3話 たわわな果実とトリオ漫才
「アイアイ!ご飯食べよ!」
そういって麻昼はいつもの動作で俺の席のお弁当を広げ始める。
「えっ!?私もいいのかな?」
愛花さんは戸惑いながら首をかしげて俺に聞いて来る。
その見る人によってあざとくも見える仕草を美少女の姿でやることの破壊力をまだヒューマノイドの姿に慣れていない愛花さんは気づいていないようだ。
(バタッ……バタッ……)
やばい!何人かの男子生徒が鼻血出して倒れた!
「俺は愛花さんがいいならここで食べてもいいよ」
「やったー!!じゃあお言葉に甘えて一緒に食べさせてもらうね!」
愛花さんは俺の返答に嬉しそうにぴょんぴょん跳ねながら喜ぶを表していた。
何とは言わないが、たわわ実った柔らかな2つの果実が大げさなほどに揺れていた。
あれも人工物なんだよな……素材は何なんだろう……。
「…………エッチ!」
愛花さんは俺の目線に気づいたようでジャンプをやめて俺の隣の席の奴に了承を得てから椅子を俺の席の方に向けると胸元を隠しながら静に座った。
「やっぱり一夜は大きいのが好き……でもアイアイのは作り物!私のは本物!!」
俺と愛花さんとのやり取りに麻昼は頬を膨らませながら自分の胸元に手を置いて抗議してくる。

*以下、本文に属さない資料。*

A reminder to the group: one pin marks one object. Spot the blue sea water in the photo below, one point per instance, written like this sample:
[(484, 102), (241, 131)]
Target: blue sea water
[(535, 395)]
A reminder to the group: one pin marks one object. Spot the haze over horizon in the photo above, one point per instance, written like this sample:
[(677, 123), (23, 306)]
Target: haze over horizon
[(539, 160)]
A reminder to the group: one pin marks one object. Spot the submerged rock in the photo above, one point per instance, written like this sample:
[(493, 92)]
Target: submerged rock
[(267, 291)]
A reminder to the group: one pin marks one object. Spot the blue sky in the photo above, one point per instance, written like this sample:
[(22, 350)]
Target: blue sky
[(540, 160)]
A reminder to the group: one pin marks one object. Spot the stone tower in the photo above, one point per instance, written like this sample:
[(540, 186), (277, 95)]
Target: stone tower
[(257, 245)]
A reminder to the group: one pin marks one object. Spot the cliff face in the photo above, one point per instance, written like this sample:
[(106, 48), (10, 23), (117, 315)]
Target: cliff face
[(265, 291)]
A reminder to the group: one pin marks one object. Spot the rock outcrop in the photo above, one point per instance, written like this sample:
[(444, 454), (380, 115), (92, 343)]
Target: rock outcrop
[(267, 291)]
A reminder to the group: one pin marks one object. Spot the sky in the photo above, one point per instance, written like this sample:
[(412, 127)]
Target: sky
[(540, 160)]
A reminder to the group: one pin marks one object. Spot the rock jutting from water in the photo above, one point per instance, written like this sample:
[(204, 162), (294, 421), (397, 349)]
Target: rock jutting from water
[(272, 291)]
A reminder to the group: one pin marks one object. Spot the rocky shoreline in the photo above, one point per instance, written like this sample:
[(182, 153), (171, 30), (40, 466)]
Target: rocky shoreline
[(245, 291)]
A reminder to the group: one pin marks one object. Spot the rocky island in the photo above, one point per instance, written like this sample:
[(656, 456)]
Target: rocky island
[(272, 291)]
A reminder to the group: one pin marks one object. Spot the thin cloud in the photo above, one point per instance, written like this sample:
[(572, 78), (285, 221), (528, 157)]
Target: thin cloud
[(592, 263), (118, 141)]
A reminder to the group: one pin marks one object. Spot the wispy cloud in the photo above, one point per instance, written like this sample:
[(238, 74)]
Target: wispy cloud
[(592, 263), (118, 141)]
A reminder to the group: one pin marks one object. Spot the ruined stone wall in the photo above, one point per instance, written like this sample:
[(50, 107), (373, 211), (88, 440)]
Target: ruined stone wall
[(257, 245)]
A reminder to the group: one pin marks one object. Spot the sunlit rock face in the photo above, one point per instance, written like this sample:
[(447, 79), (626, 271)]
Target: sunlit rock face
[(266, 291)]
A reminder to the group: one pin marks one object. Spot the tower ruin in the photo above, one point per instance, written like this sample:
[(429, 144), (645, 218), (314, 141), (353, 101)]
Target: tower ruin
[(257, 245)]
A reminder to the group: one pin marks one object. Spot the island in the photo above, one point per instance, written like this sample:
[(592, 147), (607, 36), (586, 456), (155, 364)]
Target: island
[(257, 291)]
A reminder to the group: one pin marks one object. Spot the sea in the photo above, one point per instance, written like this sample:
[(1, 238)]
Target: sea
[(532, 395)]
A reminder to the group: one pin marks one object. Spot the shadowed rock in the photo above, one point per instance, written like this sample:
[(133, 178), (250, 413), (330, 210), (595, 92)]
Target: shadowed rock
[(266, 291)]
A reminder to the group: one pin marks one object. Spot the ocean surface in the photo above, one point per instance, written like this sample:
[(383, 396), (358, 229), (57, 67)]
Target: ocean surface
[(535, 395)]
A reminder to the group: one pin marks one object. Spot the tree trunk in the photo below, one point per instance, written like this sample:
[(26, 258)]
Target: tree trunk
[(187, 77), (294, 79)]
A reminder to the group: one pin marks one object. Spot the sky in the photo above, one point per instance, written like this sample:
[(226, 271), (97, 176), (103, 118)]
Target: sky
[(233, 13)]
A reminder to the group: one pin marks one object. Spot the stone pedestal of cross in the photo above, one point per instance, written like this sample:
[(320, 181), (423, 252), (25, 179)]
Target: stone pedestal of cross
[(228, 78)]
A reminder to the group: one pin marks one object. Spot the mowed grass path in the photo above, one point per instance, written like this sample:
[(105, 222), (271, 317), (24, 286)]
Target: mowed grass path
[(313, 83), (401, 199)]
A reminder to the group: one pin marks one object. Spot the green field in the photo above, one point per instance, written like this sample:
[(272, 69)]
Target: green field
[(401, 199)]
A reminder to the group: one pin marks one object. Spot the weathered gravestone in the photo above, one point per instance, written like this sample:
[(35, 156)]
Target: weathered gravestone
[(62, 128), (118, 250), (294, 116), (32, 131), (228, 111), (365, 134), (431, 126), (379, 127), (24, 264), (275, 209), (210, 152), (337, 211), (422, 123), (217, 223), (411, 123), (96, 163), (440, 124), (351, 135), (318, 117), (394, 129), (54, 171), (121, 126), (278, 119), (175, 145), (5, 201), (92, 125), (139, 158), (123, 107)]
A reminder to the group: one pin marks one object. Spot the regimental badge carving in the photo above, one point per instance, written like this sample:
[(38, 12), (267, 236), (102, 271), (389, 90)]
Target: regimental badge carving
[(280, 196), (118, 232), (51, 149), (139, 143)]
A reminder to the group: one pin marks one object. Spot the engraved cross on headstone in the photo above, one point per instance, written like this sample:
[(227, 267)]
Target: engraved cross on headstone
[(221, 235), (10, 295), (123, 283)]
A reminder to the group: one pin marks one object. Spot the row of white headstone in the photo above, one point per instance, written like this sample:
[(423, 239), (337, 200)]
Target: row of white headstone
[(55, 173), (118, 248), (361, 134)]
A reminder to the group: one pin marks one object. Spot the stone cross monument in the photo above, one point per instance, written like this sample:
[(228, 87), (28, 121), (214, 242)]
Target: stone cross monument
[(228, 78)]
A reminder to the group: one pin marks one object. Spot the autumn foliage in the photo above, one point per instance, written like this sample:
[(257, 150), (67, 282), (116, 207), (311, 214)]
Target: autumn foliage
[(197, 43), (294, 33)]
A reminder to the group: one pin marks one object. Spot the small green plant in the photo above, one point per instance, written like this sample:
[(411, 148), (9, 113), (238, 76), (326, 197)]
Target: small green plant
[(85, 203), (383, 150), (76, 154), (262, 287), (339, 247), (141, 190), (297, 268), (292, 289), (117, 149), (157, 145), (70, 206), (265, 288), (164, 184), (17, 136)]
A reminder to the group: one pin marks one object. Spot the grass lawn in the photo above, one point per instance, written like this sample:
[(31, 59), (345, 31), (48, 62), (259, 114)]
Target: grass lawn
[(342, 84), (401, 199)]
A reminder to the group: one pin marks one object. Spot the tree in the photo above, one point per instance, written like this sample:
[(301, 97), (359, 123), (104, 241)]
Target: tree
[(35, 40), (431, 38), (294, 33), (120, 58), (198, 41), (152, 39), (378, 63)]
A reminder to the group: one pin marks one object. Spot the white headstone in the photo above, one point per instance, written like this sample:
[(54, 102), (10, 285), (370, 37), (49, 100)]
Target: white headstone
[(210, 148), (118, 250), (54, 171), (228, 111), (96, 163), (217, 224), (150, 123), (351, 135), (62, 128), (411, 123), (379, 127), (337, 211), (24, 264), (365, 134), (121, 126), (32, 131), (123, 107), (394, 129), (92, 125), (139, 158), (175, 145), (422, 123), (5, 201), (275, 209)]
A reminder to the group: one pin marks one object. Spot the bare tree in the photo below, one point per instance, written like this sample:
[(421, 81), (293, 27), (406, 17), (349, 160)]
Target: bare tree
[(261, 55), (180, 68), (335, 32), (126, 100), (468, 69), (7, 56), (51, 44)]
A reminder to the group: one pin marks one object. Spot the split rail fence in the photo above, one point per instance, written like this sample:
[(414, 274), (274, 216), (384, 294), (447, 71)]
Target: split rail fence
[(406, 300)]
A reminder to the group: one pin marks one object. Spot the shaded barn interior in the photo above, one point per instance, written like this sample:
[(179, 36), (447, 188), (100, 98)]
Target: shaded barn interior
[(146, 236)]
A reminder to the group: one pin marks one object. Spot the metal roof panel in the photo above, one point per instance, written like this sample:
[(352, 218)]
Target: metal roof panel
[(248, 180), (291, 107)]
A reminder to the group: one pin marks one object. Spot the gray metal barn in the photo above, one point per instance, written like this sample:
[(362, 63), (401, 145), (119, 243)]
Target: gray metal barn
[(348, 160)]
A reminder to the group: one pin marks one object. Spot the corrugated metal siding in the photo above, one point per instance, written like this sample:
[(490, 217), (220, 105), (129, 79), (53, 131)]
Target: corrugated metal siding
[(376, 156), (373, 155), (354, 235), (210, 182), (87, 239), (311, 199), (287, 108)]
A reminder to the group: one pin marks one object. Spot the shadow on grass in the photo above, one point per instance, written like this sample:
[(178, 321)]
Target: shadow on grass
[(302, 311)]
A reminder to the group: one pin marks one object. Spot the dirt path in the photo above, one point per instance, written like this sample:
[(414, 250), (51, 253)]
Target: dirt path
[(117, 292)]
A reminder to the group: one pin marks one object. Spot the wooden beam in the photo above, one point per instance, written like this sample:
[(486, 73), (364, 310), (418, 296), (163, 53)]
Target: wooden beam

麻昼……本物でもそこがぺちゃんこなら、無いに等しいんだよ!
「むぅ!!一夜名にその目!なんかムカつく!」
おっと……つい顔に出てしまっていたようで麻昼の頬がさっき以上に膨らんでしまう。
こんな騒がしいなか勇翔が何してるかって?そんなの黙々と弁当を食っているが?
勇翔も結構マイペースなんだよなぁ……。
てか……勇翔の弁当なんだよあれ……ご飯の上に大量のメンマ乗ってるんだけど……。
「ん?これか?これはかーちゃんがこの前うちの店でやったメンマ増量キャンペーンのあまりを無理やり入れたみたい……この調子だと来週あたりに米の上にナルトが乗ってきそうだな」
「あー確かこないだ勇翔の父さんがテレビで高級タケノコ堀の特集みて時代はメンマだって言ってメンマだらけのラーメン作ってたな~なるほど!そのあまりか~って!おい!なんでお前は自然と俺の心を読んでんだよ!」
勇翔の肩に俺のツッコミが刺さり、(パンッ)っと心地よい音が教室に響く。
「あはははは!!!あはっあはっははは!三人とも面白すぎるよ!いつもそんななの?」
俺のツッコミの音が掻き消えるとともに大きな笑い声が聞こえ、そっちを見ると愛花さんが大口を開けて腹を抱えながら笑っていた。
なぜだか僕はこの時初めて、彼女の本当の表情を見た気がして一瞬胸が早く鼓動した。
「一夜はいつも間抜け。」
「一夜はいつもこんな感じだな!」
「なんで俺なんだよ!おかしいのはお前らだろ!?」
「あははは!ほんとにおもしろいね!三人と一緒ならこの3年間私ずっと笑ってそう」
愛花さんは笑顔を浮かべながらそういったが、その表情にはどこか影がある気がした。